Back

AI / LLM System

AI Agent with Local LLM

Built an AI agent using a locally hosted LLM to interact with the internal helpdesk system.

Next.js
FastAPI
LangGraph
LangChain
vLLM
Docker
BM25
Vector Search

Overview

An AI agent that can answer questions about helpdesk tickets, look up asset information, and perform basic actions in the helpdesk system — all running on local hardware with no external API calls.

Architecture

The system has three main layers:

Frontend — A Next.js chat interface where users type queries in natural language.

Agent — A LangGraph-based agent orchestrating multi-step reasoning. It decides which tools to call, handles tool output, and composes a final answer.

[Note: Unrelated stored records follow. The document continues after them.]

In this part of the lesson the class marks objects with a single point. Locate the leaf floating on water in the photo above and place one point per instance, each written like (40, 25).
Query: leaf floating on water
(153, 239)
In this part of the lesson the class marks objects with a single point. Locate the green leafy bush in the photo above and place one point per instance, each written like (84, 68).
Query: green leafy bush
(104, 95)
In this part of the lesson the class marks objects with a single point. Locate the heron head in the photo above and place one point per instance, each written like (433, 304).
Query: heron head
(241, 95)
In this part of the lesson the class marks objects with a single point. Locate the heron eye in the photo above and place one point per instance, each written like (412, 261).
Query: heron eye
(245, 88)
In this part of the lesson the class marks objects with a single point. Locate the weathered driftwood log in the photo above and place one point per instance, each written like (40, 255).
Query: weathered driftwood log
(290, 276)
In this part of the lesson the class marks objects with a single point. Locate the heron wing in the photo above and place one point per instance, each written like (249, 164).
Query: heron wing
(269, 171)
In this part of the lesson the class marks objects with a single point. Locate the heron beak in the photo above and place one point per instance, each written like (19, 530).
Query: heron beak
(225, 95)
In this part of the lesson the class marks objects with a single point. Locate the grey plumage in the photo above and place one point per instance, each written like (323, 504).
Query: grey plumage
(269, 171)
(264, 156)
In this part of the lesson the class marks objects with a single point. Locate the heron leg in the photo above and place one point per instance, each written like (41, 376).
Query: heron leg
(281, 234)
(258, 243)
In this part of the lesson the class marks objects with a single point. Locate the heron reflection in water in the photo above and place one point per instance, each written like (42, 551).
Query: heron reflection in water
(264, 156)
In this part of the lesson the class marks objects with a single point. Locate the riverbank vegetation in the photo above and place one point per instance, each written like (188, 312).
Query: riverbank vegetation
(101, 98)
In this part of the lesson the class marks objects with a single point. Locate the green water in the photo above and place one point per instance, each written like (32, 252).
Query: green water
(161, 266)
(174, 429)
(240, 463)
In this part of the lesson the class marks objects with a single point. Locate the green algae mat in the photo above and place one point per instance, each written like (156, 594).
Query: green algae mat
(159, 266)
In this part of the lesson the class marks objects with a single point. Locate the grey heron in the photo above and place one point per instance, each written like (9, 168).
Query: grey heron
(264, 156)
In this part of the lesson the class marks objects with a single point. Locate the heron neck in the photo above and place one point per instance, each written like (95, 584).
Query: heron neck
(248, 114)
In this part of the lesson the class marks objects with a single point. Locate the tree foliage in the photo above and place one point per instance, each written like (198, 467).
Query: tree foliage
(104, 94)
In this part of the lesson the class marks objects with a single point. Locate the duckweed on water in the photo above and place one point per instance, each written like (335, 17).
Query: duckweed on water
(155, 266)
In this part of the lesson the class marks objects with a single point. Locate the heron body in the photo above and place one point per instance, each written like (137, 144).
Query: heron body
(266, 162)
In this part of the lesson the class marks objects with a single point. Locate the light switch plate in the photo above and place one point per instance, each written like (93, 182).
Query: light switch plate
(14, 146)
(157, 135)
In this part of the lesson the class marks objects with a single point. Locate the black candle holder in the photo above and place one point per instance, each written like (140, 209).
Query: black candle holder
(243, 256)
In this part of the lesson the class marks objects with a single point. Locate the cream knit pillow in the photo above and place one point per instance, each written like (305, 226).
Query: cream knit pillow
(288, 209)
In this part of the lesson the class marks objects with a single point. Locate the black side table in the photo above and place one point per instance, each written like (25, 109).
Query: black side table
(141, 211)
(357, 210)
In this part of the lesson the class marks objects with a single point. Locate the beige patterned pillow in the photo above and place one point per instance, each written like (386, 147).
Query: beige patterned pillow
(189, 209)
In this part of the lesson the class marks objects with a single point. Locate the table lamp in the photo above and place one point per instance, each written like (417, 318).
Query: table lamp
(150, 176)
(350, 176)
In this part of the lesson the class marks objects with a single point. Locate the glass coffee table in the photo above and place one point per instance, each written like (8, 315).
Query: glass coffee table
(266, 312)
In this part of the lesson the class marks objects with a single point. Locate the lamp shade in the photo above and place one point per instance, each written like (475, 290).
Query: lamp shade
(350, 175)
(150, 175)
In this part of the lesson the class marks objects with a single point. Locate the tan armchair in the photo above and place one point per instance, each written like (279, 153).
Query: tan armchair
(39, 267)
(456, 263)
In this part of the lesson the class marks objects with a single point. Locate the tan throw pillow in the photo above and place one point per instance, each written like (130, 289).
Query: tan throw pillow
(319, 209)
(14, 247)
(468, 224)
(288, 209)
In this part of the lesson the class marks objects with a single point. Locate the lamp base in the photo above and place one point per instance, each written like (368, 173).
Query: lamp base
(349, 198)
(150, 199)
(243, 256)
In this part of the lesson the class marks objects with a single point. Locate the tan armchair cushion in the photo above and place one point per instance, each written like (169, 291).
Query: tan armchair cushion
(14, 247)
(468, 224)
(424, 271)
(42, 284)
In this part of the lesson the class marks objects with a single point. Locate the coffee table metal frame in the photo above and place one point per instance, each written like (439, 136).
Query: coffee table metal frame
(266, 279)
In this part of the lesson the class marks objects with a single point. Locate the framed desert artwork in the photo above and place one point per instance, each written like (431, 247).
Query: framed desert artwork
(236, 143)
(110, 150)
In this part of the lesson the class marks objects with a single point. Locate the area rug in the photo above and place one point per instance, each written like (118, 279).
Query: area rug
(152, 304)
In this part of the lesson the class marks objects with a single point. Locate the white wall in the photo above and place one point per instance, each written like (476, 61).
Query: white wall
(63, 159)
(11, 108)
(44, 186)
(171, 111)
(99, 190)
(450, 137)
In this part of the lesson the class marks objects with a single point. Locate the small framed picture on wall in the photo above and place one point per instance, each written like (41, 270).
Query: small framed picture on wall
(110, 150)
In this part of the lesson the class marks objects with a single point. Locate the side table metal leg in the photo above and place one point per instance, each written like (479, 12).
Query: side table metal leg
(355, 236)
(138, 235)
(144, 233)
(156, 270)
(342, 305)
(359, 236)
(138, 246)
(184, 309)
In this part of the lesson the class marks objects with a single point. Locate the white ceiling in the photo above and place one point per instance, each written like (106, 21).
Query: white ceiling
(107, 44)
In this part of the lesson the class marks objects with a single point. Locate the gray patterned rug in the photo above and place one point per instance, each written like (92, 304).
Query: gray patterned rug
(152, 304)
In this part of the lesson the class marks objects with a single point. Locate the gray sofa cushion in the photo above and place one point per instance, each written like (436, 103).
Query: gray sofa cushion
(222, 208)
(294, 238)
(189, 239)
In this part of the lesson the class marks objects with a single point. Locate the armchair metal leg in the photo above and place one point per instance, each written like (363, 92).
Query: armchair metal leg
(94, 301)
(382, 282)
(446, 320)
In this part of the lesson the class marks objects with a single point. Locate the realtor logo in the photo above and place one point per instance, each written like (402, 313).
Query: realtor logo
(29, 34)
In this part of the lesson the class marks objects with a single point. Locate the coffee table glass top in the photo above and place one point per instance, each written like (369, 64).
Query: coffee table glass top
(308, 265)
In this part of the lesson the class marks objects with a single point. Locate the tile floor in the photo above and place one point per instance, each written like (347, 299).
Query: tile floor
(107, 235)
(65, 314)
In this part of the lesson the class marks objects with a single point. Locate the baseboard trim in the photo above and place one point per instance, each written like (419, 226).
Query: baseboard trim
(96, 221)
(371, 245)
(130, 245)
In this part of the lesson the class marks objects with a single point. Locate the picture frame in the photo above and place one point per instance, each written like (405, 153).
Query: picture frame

Retrieval — A hybrid retrieval system combining BM25 keyword search and vector similarity search. BM25 handles exact term matches well (ticket IDs, names); vector search handles semantic similarity. Results are fused before being passed to the model.

What I Built

  • Hosted a fine-tuned model with vLLM for inference, exposing an OpenAI-compatible API
  • Built MCP (Model Context Protocol) connectors to give the agent access to live helpdesk data
  • Implemented long-term memory using a summarization approach: older conversation turns are condensed and stored, keeping the context window manageable
  • Added a context window budget manager to prevent token overflow on long sessions
  • Fine-tuned a base model on internal helpdesk examples to improve domain-specific response quality
  • Containerized all services with Docker Compose for consistent local deployment

Why Local?

Privacy requirements made external APIs a non-starter for this use case. Running everything locally also eliminated per-token costs and allowed fine-tuning on internal data without sending it to a third party.